Deduct from the independent bookstores those that are religious (a very sizable chunk) and those that cater to specialized markets like fishing, handicrafts, etc., and you can see that all that would be left would be one or two bookstores in each of the biggest cities – and a few college towns.
Some erotica collections and anthologies do get published in print form and reach those one or two bookstores in each big cities and those few college towns But they are mostly from smaller, independent presses and, sadly, the current economic depression has impacted the small print publishers of erotica heavily, with many going out of business and others cutting back on new releases and even cancelling contracts they had signed for future books.
Clearly if print was the only market for erotica, it wouldn’t be worth discussing the subject at all.
Over on the internet, however, among ebook publishers, sales and the market for erotica are booming.
There are a lot of reasons the market for erotic ebooks is hot right now.
First and foremost is, as noted above, you can’t get them anywhere else.
Equally important is the anonymity of ebooks. They can be purchased over the internet and downloaded immediately to the privacy of your own computer or electronic reading device. No standing in line at a brick and mortar bookstore where a book’s title might be a dead give away of your secret kink to the person behind the counter or a friend you found unexpectedly standing alongside you in the checkout line.
Also erotic ebooks are priced competitively with regular supermarket paperbacks (most erotic ebooks selling for $6-7.99).
There is another reason erotica sells so well in ebook form. People who read, say, an erotic novel, read more than one a month. Females and males, we all know, read erotica to get off. Once they have read an erotic book a couple of times it loses its potency and they need a brand new book to help get them off.

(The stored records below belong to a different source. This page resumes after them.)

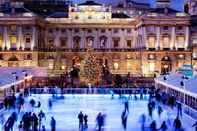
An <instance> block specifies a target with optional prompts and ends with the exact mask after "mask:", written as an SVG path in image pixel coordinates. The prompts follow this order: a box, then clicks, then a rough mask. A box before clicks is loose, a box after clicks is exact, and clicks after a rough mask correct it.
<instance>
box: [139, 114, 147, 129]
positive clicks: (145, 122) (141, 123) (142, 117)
mask: <svg viewBox="0 0 197 131" xmlns="http://www.w3.org/2000/svg"><path fill="white" fill-rule="evenodd" d="M140 122H141V131H145V123H146V115H145V114H142V115H141V116H140Z"/></svg>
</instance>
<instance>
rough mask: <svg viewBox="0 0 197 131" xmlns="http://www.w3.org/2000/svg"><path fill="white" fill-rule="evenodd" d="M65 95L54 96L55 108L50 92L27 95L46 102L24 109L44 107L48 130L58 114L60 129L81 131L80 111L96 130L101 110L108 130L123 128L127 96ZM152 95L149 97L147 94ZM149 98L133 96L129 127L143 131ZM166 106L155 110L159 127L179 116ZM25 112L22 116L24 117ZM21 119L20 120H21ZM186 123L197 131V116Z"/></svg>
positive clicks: (193, 128)
mask: <svg viewBox="0 0 197 131" xmlns="http://www.w3.org/2000/svg"><path fill="white" fill-rule="evenodd" d="M64 97H65V98H64V99H53V107H52V109H51V110H50V109H48V99H50V98H52V96H51V95H49V94H44V95H39V94H37V95H32V96H30V97H28V98H26V102H28V101H29V100H30V99H32V98H34V99H35V100H36V101H40V102H41V103H42V105H41V107H40V109H38V108H35V109H32V108H31V107H30V106H29V104H27V103H26V104H25V109H24V111H32V110H34V111H35V112H39V111H40V110H43V111H44V112H45V113H46V120H45V121H44V124H45V125H46V128H47V130H50V118H51V116H54V118H55V119H56V123H57V131H77V130H78V118H77V115H78V113H79V112H80V111H83V113H86V114H87V115H88V127H89V129H88V131H92V130H93V129H94V128H95V126H96V123H95V119H96V116H97V114H98V113H99V112H102V113H105V114H106V115H107V117H106V125H105V131H123V129H122V125H121V113H122V111H123V109H124V104H123V100H120V99H119V98H118V96H115V97H114V99H111V96H110V95H64ZM147 99H148V98H147ZM147 99H146V100H137V101H135V100H134V97H132V98H131V99H130V101H129V110H130V113H129V116H128V121H127V124H128V128H127V131H140V122H139V118H140V116H141V115H142V114H143V113H145V114H146V116H148V115H147V102H148V101H147ZM164 108H165V110H164V112H163V113H162V116H161V117H160V118H159V117H158V115H157V111H155V112H154V113H153V119H154V120H156V122H157V126H158V128H159V127H160V124H161V122H162V121H163V120H167V119H168V118H169V119H170V122H171V125H172V124H173V119H174V118H175V117H176V109H174V110H172V109H170V108H168V107H164ZM11 112H12V110H10V111H4V112H3V113H4V115H5V116H6V118H7V117H8V116H9V115H10V114H11ZM21 116H22V113H20V115H19V118H18V119H21ZM167 116H169V117H167ZM151 121H152V120H151V118H150V117H147V122H146V126H148V125H149V123H150V122H151ZM17 123H19V120H18V121H17ZM182 123H183V127H184V129H185V131H194V128H191V125H192V124H193V123H194V120H192V119H190V118H189V117H187V116H186V115H183V117H182ZM17 126H18V124H15V129H14V131H18V129H17ZM172 130H173V129H172V127H169V129H168V131H172Z"/></svg>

That means there is a near endless demand for new erotic ebooks.
So, for anyone interested in writing erotica, as a career or part-time, the present is a very exciting and rewarding time to enter the field.
It is safe to say that, due entirely to the internet and the rise of ebook publishing, more people are making more money writing erotica than at any previous time in history. And even with all the authors already writing in the field, there is still a greater need for good new writers than ever.